Flipote, c’était ma Mamie, Françoise Giojuzza. Elle
écrivait des poèmes pour son plaisir, qu’elle publiait les dernières
années de sa vie sur un site communautaire de poésie qu’elle avait
découvert, Ice Tea & Fluminis poèmes.
Au fil du temps, elle s’était fait des amis sur ce site, des amis
proches, avec qui elle échangeait sur la poésie et plein d’autres
sujets.
Quelques mois après sa mort, j’ai entrepris d’éditer ses poèmes sur un
nouveau site, afin d’avoir une typographie plus claire, et de
supprimer les poèmes en double et ceux dont elle n’était pas l’auteur
— mais qu’elle récitait de mémoire à l’attention de ses amis
d’Internet — tout en laissant intacts les poèmes originaux sur le
forum. Voici l’intégralité de sa prolifique production connue.
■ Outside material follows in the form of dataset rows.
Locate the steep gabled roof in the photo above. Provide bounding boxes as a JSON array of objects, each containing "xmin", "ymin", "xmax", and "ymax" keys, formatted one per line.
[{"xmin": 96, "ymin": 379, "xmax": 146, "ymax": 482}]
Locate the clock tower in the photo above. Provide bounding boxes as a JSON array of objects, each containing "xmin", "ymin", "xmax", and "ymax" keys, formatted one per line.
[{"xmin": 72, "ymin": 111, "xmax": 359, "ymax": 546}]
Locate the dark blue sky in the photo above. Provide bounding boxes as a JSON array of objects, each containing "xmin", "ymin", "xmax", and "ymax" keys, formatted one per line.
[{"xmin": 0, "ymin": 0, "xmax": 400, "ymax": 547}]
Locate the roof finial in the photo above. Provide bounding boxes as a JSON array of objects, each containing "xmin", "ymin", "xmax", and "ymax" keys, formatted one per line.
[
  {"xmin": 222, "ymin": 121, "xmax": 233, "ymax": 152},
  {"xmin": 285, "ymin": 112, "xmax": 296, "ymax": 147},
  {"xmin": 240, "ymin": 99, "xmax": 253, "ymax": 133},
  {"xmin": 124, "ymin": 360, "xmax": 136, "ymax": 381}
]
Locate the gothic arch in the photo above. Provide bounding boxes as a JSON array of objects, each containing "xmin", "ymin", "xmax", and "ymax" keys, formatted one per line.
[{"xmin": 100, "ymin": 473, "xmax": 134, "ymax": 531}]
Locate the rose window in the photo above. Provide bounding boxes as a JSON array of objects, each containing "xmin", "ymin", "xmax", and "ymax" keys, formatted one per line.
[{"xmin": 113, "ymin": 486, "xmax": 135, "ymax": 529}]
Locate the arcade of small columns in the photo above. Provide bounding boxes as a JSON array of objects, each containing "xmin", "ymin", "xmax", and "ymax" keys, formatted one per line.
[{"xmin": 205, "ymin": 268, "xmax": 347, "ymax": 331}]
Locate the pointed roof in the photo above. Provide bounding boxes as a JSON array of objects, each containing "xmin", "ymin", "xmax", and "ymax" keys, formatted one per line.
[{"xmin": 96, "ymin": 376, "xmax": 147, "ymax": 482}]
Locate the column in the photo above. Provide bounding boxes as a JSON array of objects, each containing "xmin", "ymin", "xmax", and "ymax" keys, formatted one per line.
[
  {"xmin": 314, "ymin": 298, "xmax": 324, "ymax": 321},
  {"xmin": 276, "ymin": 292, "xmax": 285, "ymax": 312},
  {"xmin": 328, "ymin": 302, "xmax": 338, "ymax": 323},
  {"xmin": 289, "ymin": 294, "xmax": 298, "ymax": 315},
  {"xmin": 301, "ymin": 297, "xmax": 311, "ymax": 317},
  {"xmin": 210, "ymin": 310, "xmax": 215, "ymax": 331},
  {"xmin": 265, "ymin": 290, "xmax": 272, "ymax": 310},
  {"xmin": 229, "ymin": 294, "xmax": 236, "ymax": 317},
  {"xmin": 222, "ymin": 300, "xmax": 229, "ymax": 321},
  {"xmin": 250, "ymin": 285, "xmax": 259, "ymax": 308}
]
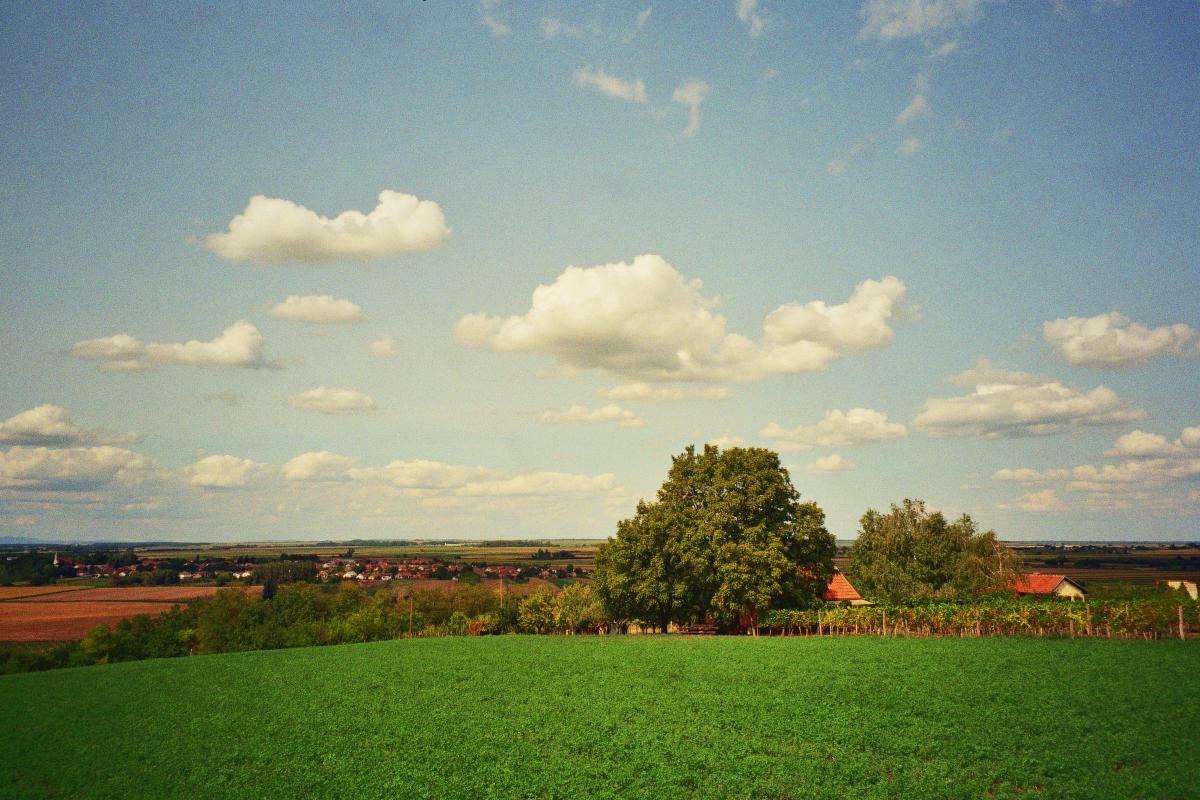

Sans peur je balance en ligne
Mes mots de mamie indigne.
Bien pis ! je persiste et signe.
J’ai des sentiments étranges
Pour vous, mon tendre passant
C’est un peu le vin des anges
Un peu la fleur de l’instant.
Entre amour et amitié
Ce joli penchant balance
Comme à la fin de l’été
L’soleil tir’ sa révérence
C’est l’heure entre loup et chien
Et ce bel amour dans l’œuf
Aura, comprenez-le bien
Chance de rester tout neuf
Serait-il bien raisonnable
De pousser la chose avant ?
La romance reste aimable
Si l’ami devient l’amant
L’amour vire rose ou gris
De quell’ couleur est-il donc ?
Car son reflet change et fuit
Comm’ sur gorge de pigeon
Contentez-vous donc mon cher
Des « peut-être », des non-dits
Voici qu’avance l’hiver
Et vous n’êtes pas d’ici
Vous reprendrez votre route
Lorsque viendra le dégel,
Vous repartirez sans doute
Nous nous reverrons au Ciel.
Qui a dit « Il n’y a que les amours non accomplis qui durent toujours » ?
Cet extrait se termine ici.